Juschtschenko über den Zerfall der RF: Putin drängt das Land in Unruhe und Spaltung.
Nach Angaben von ТСН: Der dritte Präsident der Ukraine, Viktor Juschtschenko, äußerte die Meinung, dass die Politik Wladimir Putins Russland progressiv in innere Unordnung und möglicherweise sogar in den Zerfall führt.
In einem Interview sprach er über die Perspektiven Russlands und die nationalen Stimmungen im Inneren des Landes. Juschtschenko bemerkte, dass Russland trotz der Sanktionen immer noch finanzielle Ressourcen hat, die ihm helfen, über Wasser zu bleiben, jedoch ist die wirtschaftliche Situation im Staat in einer tiefen Stagnation.
„Die Wirtschaft des Aggressorstaates stürzt ins Verderben“,- betonte er.
Seiner Meinung nach trägt die Politik des Kremls zur Verschärfung destruktiver Prozesse bei. Er stellte fest:
„Putin tut eine großartige Sache. Er führt Russland ins Verderben durch Unruhe. Es wird zwingend Unruhe geben. Nach ihr könnten ein bis zwei Dutzend Projekte der nationalen Befreiung entstehen“,- betonte der dritte Präsident.

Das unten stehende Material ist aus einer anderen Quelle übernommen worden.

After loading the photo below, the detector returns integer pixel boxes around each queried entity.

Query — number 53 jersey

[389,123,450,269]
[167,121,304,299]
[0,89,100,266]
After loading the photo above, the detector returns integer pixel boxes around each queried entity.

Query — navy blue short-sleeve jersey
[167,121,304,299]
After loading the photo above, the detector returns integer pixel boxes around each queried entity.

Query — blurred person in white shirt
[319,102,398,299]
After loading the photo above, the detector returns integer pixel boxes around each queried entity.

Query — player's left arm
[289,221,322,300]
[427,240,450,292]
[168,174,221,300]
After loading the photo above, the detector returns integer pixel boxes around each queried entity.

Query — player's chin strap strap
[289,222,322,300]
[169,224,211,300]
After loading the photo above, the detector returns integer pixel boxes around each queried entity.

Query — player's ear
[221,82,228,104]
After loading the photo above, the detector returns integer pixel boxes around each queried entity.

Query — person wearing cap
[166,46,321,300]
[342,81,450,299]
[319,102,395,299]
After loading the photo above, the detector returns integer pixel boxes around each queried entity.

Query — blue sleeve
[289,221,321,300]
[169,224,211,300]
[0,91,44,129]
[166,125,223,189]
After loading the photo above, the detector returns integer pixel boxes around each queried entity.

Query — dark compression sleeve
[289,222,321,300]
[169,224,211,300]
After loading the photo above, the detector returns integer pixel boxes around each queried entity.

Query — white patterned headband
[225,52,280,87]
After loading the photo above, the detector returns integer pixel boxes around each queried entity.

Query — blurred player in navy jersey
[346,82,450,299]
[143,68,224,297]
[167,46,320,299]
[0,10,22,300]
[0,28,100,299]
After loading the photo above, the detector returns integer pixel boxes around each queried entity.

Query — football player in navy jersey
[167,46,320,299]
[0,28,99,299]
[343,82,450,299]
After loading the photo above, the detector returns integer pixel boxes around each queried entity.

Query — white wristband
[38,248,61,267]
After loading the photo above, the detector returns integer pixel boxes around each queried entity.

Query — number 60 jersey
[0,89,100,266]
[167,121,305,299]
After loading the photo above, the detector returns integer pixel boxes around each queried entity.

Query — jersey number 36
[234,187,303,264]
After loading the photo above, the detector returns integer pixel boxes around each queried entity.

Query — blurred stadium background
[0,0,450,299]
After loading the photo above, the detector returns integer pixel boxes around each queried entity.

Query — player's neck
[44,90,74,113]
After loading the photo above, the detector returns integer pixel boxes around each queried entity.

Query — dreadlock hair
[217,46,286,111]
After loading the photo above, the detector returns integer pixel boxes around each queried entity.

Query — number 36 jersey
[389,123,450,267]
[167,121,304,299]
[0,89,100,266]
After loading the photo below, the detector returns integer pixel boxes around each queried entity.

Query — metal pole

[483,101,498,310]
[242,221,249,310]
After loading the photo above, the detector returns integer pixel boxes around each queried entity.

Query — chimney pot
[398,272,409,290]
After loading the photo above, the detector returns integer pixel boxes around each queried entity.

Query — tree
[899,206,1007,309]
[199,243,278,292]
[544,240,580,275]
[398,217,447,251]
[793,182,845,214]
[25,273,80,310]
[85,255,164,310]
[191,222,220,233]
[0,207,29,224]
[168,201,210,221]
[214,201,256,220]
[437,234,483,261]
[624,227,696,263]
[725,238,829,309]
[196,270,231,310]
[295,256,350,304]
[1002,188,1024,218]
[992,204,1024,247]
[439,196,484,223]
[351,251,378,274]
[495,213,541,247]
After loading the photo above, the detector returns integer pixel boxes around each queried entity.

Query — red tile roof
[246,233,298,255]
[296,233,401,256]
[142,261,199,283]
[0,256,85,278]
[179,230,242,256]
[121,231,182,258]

Der Politiker erwähnte auch Tatarstan und Baschkortostan, die über bedeutende Ölressourcen verfügen und in der Lage sind, ihre Finanzen unabhängig von Moskau zu verwalten. Er lenkte die Aufmerksamkeit auch auf Jakutien:
„Und die Jakuten, die eine Fläche von fünf bis sechs Frankreichs einnehmen? Sie haben Lagerstätten von Weltrang - von Diamanten bis Gold“,- bemerkte Juschtschenko.
Juschtschenko fügte hinzu, dass in vielen Völkern der RF bereits ein starkes nationales Bewusstsein entstanden ist, insbesondere im Dagestan und Tschetschenien:
„Was haben der Jakute und der Dagestaner gemeinsam? Nichts. Und was haben der Tatar und der Burjat gemeinsam? Verschiedene Glaubensrichtungen, verschiedene Sprachen, unterschiedliche Geschichte, unterschiedliche nationale Helden“,- erklärte er.
Der Ex-Präsident glaubt, dass die von Russland unterdrückten Völker erst dann aufstehen können, wenn sie ihre nationale Identität formieren. Er erinnerte an das tatarische Volk, das seine Kultur, Sprache und historische Erinnerung bewahrt hat, insbesondere an die Eroberung von Kasan durch Iwan IV. im Jahr 1552:
„Sie haben ihr nationales Kernstück nicht verloren - Sprache, Erinnerung, Kultur, Religion, Traditionen. Deshalb gibt es große Chancen“,- fasste Juschtschenko zusammen.
Er stellte auch fest, dass Wladimir Putin angezeigt hat, wie viel Russland bereit ist zu kämpfen, indem er feststellte, dass es nur dann einer Waffenruhe zustimmen wird, wenn die Ukraine die Gebiete verlässt, die der Kreml für seine eigenen hält. Wahrscheinlich gehören zu diesen Gebieten Teile der Regionen Donezk, Cherson und Saporoschje.
Die Äußerungen von Viktor Juschtschenko zu Russlands Zukunft und seinen nationalen Prozessen reflektieren die besorgniserregenden Stimmungen, die in der Gesellschaft herrschen. Mögliche Szenarien der Ereignisentwicklung in Russland zu betrachten, ist nicht nur für die Ukrainer wichtig, sondern auch für die internationale Gemeinschaft, da der Einfluss dieser Ereignisse die Stabilität der Region als Ganzes erschüttern könnte. Auch die Position verschiedener Völker Russlands, die möglicherweise vor Veränderungen in ihrer Identität und ihrem Gesellschaftssystem stehen, ist von Interesse.